Suspense requires ErrorBoundary
useSuspenseQuery throws query errors upward — they go to the nearest <ErrorBoundary>, not <Suspense>. Without an ErrorBoundary, query errors crash the component tree silently.
<ErrorBoundary fallback={<ErrorUI />}>
<Suspense fallback={<Loading />}>
<DataComponent />
</Suspense>
</ErrorBoundary>
Next.js: forgetting 'use client'
Any component that calls usePowerSync, useQuery, useStatus, or useSuspenseQuery must be a Client Component. Forgetting 'use client' causes a build error or a runtime error about hooks in Server Components.
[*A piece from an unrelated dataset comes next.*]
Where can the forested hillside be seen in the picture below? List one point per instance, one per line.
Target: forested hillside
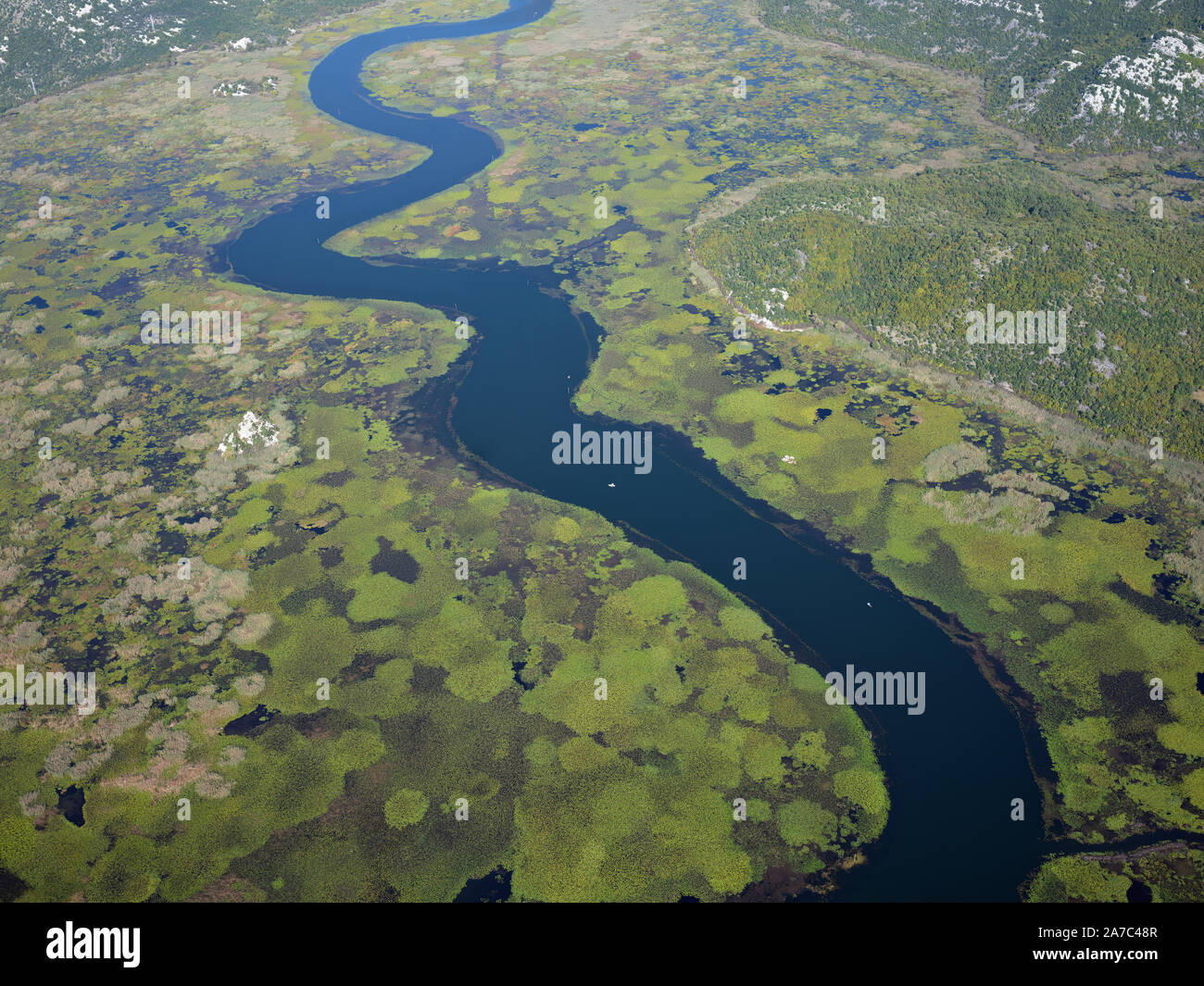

Next.js: awaiting db.connect() at module scope
connect() is fire-and-forget. Calling await db.connect(connector) at module scope in a Next.js file will block the module evaluation. Call db.connect(connector) without await in your provider, then use db.waitForFirstSync() if you need to gate rendering on data availability.